Licensing this single to Germany’s Ariola label must have been a quick matter for DinDisc/Virgin, if the cheap design reproduced on both sides of the sleeve cover is any indication. Superimposed over a generic photo of the Eiffel Tower is a promo portrait of the defunct Martha and the Muffins line-up — Martha Ladly, Carl Finkle, and by now drummer Tim Gane were out. The font is surely nothing that DinDisc’s art designer Peter Saville would have signed off on, and the whole thing looks like a first-year graphics student’s overnight rush-job. However, the 7″ inside the sleeve offers a potent showcase of Mark and Martha’s idiosyncratic pop hooks.
Especially gratifying is the a-side platform given to “One Day in Paris,” a Martha Johnson composition. The recording fades in on a loop of delicate swells from the Prophet 5 synthesizer; in a gentle, lullabylike melody, she sings bittersweetly of Martha and the Muffins’ triumphant May 1980 performance at Les Bain Douches.
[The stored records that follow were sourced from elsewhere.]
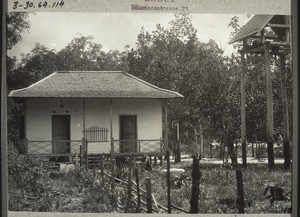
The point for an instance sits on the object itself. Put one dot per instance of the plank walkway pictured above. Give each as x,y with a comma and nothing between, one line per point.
60,214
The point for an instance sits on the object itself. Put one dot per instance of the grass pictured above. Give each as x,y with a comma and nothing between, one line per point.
78,191
218,188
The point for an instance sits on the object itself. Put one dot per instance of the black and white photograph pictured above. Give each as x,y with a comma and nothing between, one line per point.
162,113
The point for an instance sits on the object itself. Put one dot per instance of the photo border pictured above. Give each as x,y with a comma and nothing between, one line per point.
294,15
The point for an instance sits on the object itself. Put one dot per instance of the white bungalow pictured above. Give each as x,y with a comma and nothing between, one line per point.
112,112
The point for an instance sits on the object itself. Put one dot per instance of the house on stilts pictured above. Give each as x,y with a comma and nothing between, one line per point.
93,112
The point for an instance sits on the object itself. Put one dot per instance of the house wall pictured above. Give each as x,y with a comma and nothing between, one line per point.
97,113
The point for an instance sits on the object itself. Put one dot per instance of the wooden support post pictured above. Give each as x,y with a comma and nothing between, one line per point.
80,155
285,110
201,145
83,118
196,142
240,191
112,151
3,132
113,173
195,185
137,180
166,127
26,145
102,169
149,194
94,167
85,148
243,110
269,107
168,182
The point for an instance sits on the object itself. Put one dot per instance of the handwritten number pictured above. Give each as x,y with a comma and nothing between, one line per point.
27,5
43,4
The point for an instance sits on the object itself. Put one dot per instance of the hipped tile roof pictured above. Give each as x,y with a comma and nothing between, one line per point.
93,84
254,26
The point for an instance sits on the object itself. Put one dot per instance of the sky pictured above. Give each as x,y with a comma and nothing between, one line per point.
115,30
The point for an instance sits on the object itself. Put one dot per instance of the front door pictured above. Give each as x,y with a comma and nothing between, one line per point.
61,134
128,133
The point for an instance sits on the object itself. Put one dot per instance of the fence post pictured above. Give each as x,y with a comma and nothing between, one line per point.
26,145
86,153
240,191
80,155
94,169
168,182
102,168
137,180
113,168
129,188
195,185
149,194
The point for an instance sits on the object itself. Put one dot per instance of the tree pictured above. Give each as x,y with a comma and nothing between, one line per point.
175,59
17,23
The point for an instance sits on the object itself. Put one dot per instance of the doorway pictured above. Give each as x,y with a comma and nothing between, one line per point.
128,133
61,134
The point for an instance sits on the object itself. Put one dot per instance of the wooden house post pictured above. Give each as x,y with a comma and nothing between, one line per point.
166,139
83,118
243,110
3,132
112,151
269,106
285,110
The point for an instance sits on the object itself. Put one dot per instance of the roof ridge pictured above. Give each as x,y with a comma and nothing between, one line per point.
151,85
81,71
32,85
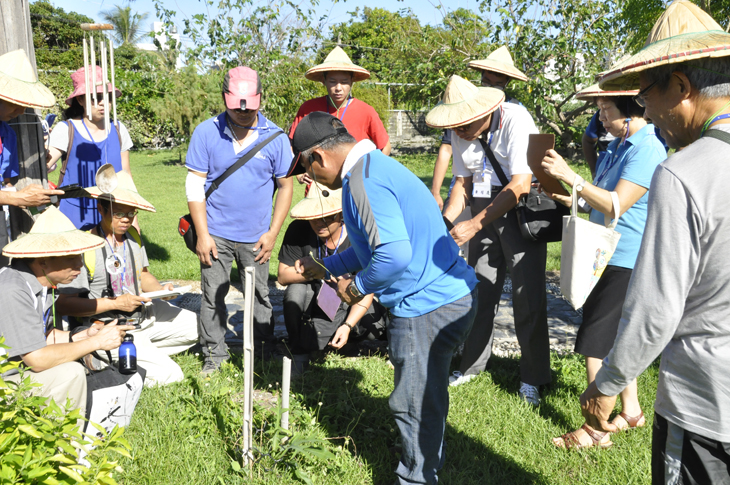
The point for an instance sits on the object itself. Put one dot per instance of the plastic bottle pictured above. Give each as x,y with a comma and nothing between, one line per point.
128,356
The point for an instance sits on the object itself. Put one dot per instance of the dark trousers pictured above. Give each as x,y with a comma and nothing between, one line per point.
681,457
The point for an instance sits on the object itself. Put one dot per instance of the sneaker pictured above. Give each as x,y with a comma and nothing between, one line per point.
457,378
209,367
529,394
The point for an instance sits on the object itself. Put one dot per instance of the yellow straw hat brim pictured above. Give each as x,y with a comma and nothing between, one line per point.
595,92
463,103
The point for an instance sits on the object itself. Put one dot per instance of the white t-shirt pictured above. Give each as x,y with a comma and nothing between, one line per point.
59,135
508,135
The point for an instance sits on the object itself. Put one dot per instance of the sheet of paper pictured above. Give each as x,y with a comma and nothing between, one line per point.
177,291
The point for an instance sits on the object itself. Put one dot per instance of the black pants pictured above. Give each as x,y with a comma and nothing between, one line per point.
681,457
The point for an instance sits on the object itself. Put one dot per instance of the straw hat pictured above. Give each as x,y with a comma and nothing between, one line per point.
52,234
316,204
499,61
683,33
595,92
19,83
463,103
337,60
79,80
125,193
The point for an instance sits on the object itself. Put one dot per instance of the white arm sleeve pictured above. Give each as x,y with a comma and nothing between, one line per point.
195,188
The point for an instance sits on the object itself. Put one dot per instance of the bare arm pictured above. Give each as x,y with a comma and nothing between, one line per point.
439,172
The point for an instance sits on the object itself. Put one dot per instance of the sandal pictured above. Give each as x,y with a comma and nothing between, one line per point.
631,422
571,441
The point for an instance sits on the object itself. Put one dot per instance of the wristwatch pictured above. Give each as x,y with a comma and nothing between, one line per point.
353,291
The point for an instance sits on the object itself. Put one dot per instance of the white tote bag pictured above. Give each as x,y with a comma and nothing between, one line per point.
587,249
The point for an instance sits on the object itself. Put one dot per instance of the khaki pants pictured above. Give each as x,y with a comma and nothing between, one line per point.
65,381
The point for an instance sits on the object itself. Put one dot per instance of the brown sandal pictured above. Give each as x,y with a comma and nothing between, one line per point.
572,442
631,422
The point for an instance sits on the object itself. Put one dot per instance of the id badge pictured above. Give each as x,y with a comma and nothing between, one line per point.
482,185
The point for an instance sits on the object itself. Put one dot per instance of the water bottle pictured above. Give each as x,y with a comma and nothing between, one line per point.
128,356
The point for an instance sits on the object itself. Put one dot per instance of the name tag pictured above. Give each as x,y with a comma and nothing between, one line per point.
482,185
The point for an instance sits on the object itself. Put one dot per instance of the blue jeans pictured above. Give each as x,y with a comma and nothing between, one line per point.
421,349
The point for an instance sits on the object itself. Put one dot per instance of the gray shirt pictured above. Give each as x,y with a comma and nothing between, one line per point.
25,303
678,301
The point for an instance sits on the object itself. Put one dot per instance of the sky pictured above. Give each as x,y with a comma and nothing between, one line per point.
427,11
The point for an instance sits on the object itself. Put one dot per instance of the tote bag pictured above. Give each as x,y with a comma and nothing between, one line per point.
587,249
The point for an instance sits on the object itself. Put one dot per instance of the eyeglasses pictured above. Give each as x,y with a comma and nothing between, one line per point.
639,98
119,215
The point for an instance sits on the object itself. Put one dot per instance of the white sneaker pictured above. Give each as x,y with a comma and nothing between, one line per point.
457,378
529,394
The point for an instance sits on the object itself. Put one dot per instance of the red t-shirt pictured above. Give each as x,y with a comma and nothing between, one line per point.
360,119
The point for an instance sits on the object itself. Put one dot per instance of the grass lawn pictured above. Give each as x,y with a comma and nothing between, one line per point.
343,433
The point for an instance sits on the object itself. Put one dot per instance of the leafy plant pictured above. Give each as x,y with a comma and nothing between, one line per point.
40,442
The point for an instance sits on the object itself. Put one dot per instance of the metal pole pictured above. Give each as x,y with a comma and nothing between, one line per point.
285,381
248,294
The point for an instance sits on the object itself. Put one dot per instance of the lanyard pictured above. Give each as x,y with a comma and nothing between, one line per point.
123,262
337,247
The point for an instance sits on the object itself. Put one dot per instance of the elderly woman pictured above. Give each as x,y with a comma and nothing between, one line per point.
85,146
627,168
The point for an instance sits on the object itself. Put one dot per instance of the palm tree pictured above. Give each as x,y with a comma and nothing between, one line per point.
126,24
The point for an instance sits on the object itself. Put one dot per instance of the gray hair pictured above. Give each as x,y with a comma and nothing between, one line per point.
710,76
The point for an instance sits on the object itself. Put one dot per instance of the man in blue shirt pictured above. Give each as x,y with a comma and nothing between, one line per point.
403,253
233,223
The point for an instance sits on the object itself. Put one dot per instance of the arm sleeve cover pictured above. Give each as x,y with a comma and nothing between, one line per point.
388,263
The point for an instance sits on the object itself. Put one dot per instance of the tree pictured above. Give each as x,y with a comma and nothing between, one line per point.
126,24
561,45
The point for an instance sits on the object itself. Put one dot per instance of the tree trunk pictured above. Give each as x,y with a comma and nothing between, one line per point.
17,34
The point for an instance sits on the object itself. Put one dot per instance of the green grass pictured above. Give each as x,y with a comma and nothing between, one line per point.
189,432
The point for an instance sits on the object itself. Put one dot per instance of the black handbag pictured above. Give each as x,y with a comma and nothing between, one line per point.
540,218
186,227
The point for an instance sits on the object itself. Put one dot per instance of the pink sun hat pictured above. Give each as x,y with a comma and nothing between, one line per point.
79,81
242,88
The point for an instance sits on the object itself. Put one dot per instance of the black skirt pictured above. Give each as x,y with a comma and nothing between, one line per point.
602,313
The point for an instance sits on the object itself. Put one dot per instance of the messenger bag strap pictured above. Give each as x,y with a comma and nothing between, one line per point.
240,163
495,164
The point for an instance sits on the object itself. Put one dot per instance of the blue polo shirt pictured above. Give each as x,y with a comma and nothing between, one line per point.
9,165
240,209
386,206
634,161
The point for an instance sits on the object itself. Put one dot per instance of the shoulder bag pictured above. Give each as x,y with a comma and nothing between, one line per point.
540,218
186,227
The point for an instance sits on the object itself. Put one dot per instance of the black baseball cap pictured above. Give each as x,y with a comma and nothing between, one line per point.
314,129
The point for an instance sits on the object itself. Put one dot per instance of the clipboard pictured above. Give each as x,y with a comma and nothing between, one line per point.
537,145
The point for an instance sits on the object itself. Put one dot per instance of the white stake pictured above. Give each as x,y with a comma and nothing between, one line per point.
114,85
285,381
248,344
87,95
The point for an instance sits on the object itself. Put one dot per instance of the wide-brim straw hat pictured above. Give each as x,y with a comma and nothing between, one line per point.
52,234
79,80
463,103
19,83
125,193
499,61
316,204
596,92
683,33
337,60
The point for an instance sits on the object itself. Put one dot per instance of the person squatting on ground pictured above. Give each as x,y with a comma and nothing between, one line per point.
49,255
314,315
625,171
231,226
338,73
677,301
402,252
113,278
497,71
85,146
482,121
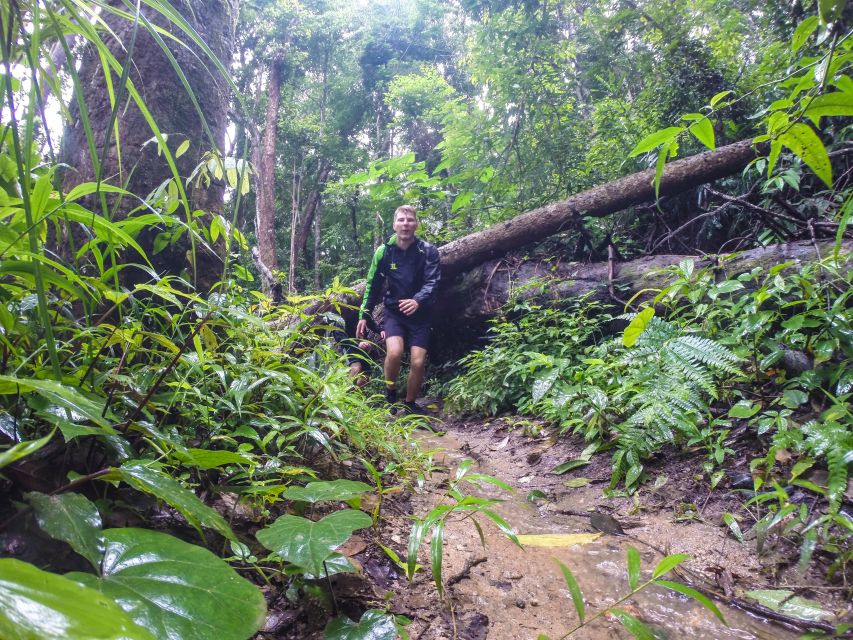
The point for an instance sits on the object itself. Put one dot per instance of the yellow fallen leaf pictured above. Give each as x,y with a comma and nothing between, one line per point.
557,539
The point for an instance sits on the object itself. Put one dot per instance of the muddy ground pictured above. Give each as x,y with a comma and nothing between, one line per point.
502,592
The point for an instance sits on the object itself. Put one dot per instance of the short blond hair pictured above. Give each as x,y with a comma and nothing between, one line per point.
405,208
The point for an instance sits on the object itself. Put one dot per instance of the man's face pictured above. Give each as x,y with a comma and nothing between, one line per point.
405,225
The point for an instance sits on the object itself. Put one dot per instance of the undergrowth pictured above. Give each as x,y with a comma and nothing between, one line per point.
709,361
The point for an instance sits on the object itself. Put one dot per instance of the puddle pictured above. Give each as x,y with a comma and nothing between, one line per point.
518,594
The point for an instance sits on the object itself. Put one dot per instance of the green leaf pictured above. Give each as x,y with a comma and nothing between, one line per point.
338,490
636,327
574,589
462,200
634,563
149,480
37,605
182,148
176,589
211,459
802,140
358,178
669,563
80,404
40,196
503,525
703,131
23,449
733,526
837,103
794,398
803,31
718,97
632,624
306,543
655,140
436,555
416,536
568,465
784,601
744,409
375,624
72,518
830,10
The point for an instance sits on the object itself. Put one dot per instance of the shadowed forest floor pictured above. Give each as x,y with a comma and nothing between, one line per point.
502,592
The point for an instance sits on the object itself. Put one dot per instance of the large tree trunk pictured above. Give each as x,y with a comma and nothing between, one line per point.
139,166
462,254
311,205
464,308
265,165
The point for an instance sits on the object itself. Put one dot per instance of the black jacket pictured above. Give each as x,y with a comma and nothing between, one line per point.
413,273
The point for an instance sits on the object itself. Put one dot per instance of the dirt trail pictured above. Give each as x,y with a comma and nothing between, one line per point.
518,594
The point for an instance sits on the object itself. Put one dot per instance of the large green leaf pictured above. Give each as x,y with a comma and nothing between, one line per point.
81,405
72,518
306,543
804,142
176,590
655,140
37,605
374,625
22,450
636,327
338,490
150,480
211,459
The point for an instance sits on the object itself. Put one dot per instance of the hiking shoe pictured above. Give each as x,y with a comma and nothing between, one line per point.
413,409
391,399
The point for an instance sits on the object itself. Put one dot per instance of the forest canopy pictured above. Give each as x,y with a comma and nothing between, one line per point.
190,188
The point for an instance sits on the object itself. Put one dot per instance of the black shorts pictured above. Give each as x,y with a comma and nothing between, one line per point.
415,330
354,354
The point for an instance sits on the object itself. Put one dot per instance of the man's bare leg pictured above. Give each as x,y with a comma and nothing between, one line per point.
393,359
417,367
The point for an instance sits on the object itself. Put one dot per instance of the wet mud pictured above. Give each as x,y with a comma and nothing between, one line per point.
501,592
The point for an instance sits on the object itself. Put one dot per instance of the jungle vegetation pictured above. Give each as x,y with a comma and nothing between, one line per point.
158,382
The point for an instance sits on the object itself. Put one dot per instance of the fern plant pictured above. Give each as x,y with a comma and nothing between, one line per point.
666,380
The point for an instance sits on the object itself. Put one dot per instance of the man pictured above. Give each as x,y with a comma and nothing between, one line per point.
409,267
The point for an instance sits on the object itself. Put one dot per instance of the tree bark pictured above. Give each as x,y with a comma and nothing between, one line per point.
265,163
318,231
464,307
311,205
294,223
138,166
462,254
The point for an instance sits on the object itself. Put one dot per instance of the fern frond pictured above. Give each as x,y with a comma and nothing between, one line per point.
837,480
708,352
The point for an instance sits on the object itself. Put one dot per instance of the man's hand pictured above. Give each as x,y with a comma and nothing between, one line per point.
408,306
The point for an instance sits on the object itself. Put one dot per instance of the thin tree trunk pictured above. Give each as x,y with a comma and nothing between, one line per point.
294,224
129,160
312,204
265,199
318,221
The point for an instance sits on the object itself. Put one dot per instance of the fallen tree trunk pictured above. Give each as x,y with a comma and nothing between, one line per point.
464,306
463,254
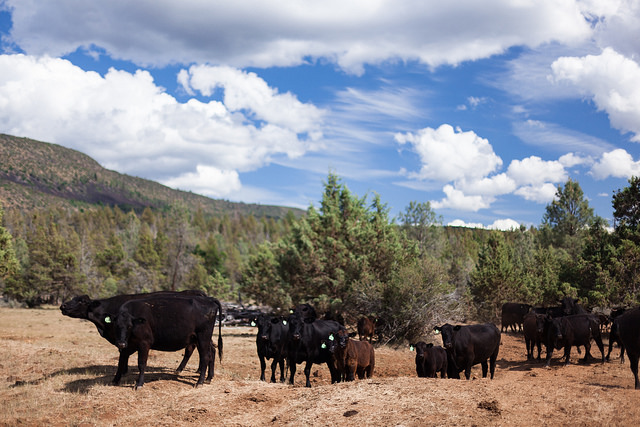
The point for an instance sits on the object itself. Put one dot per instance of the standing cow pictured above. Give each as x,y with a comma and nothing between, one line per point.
352,357
101,313
166,324
575,330
309,341
271,343
430,360
513,315
469,345
533,330
629,330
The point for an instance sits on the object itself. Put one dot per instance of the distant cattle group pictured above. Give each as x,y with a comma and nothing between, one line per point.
170,321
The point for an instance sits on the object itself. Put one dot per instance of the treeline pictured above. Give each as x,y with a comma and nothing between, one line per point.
346,256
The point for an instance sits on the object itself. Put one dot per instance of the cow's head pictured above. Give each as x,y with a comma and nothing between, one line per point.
448,333
420,348
78,307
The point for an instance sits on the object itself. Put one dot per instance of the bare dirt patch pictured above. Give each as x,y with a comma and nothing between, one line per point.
55,370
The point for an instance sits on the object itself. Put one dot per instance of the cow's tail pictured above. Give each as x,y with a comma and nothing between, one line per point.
219,332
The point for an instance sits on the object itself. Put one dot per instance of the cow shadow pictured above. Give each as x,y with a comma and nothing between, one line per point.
103,375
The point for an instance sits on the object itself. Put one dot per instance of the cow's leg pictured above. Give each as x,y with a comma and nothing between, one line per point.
274,366
633,362
188,351
292,370
204,351
549,354
263,366
567,353
123,365
282,377
600,346
143,355
485,368
307,372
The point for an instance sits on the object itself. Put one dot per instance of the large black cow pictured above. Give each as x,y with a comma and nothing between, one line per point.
469,345
308,341
101,312
167,323
513,315
533,330
573,330
271,343
629,330
430,360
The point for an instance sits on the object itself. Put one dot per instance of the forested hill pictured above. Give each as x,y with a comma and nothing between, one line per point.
36,174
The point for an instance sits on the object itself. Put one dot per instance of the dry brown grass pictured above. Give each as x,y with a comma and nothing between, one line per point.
55,370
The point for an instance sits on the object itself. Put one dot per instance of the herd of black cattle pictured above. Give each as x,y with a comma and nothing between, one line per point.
171,321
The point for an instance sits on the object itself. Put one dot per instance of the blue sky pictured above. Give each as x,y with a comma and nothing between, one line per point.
480,108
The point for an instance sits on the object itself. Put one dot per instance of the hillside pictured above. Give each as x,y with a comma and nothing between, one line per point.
37,174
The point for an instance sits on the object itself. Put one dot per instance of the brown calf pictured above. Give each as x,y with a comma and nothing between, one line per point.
353,357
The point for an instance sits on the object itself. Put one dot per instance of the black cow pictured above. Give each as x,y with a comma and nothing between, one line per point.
614,337
308,341
102,311
167,323
271,343
629,330
469,345
366,328
573,330
430,360
533,330
513,315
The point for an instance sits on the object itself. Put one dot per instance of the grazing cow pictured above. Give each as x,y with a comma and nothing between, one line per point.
513,315
573,330
629,331
167,324
533,330
271,343
469,345
309,341
352,357
102,311
366,328
614,337
430,360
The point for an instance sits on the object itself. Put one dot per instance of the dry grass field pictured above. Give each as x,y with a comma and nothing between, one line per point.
55,371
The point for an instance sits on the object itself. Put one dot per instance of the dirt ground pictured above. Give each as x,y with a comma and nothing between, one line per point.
56,371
As told to Toronto’s Eye Weekly, the next day she found herself “sitting in a café called Café Un Deux Trois in Paris, and all the Parisian press were at the table, hungry to find out what I had to say.” She filled me in with missing details: suddenly, “everybody took off on me, and nobody waited for me to take me to go out sightseeing with them. I don’t know how I missed everybody, but I felt very alone.” Serene piano arpeggios and plucked guitar notes accompany her fragile introspection; sentimentality is unsettled by the startling presentness of her chorus: “One. Day. In. Paris.”
The b-side is of course the big hit off This Is The Ice Age (which I wrote about here). So, the Germans got two essential album cuts. I’d never suggest anyone forego This Is The Ice Age, although, paradoxically, Martha and the Muffins’ third album remains difficult to obtain or stream in its entirety in many countries. But as a metonym for the musical scope of their year of creative renaissance, or a metaphor for how elusive proper appreciation of their non-“Echo Beach” material has been, you’d be hard pressed to match this cheap little single.